Pile @ Nice N Sleazy, Glasgow, 17 Sep

Pile lead a bill of unabashed loudness, proving that they're more than just underground darlings thousands of miles from the scene they represent

Live Review by Tony Inglis | 25 Sep 2019

Tonight’s bill is a rather handy reminder of the importance of wearing earplugs at shows. It’s especially essential at the looser, more ramshackle venues, of which the always great Nice N Sleazy is one. It can, and tonight very much does, get loud. The bands on stage are not doing anything to try and dampen the chance of early onset tinnitus.

American Clay provide a swirling shoegaze warm-up, but when Cutty’s Gym pick up the volume, they immediately shatter teeth. Like a far more pleasingly unpolished IDLES, with the punishing pummel of a curtailed Swans. They are quickfire and rampant.

The crowd for Boston’s Pile dissipates a little, but those here for them are impassioned and captivated. Beginning with the less straightforward studio-devised songs of this year’s Green and Gray, Your Performance and Firewood are slow trudges compared to some of their most well-loved tracks. Behind the band, which fills the dead air between songs with ringing feedback and has little time for crowd pleasantries, one of the cases their gear has come loaded in is visible. It bears the slogan “Bannon is a fascist pig”, referring to the former White House aid of the “neon cartoon” of a President referenced in Your Performance. It’s a foreshadowing of the night’s best moment yet to come, and of Pile’s current, and welcomed, willingness to comment on the current political climate with direct venom.


Image: Pile by Aimee Young

The melodic hardcore of Bruxist Grin brings the crowd to life midway through. There's a slightly embarrassing failed attempt to start that chant we always seem to have to hear at shows; some of the crowd could be infiltrators from ongoing fresher’s festivities going on around the city. It’s certainly a diverse demographic of audience member for Pile, even if it isn’t filling the room to its brim. It’s quite an achievement for what is essentially a band appreciated mainly by the underground.

The final flourish makes the whole show worth it.
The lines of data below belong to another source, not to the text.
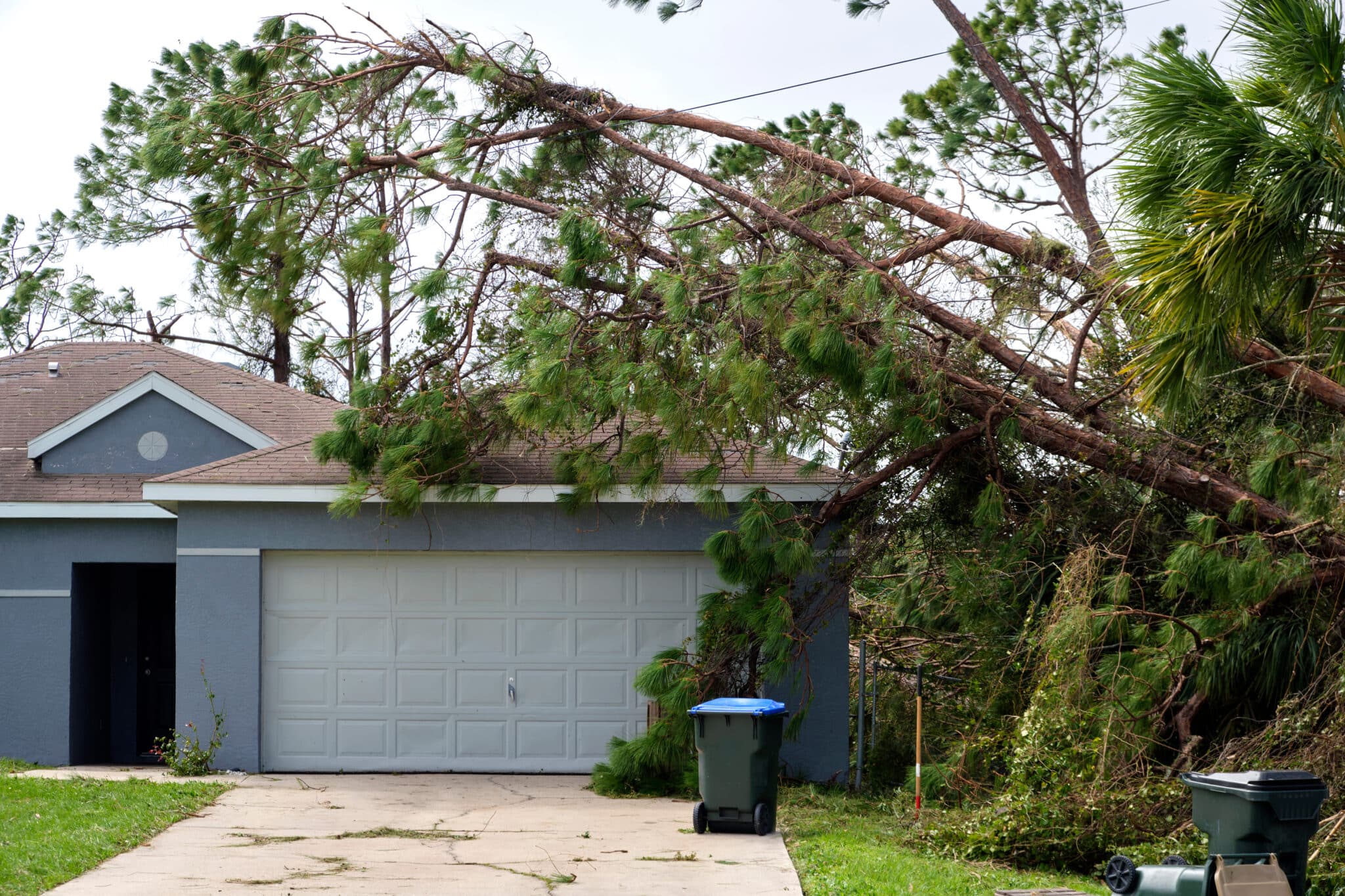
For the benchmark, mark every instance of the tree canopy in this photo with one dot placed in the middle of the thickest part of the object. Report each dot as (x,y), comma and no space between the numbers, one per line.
(1093,469)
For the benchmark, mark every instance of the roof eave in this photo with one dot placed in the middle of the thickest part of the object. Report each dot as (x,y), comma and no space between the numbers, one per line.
(163,494)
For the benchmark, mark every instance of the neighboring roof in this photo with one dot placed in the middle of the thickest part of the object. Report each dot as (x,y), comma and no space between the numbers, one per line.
(33,403)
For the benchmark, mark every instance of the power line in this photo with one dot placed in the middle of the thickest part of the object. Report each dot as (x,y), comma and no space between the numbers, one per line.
(187,219)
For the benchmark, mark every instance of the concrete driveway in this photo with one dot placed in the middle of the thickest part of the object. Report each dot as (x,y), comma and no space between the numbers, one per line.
(498,834)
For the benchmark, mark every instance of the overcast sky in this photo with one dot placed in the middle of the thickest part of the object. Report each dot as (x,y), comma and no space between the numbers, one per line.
(61,56)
An alternate version of My Employer segues crushingly into the whipsmart smearing take down The Soft Hands of Stephen Miller. Frontman Rick Maguire abandons his guitar and (literally) hangs from the rafters to howl a particularly modern kind of protest song.

The show is over, but there are chants for fan favourite Prom Song, and while they think it’s a little “self-indulgent” Pile oblige with a rare encore. For a band known for being leaders in their local scene, it’s a classy gesture for loyal fans in places they don’t often return to.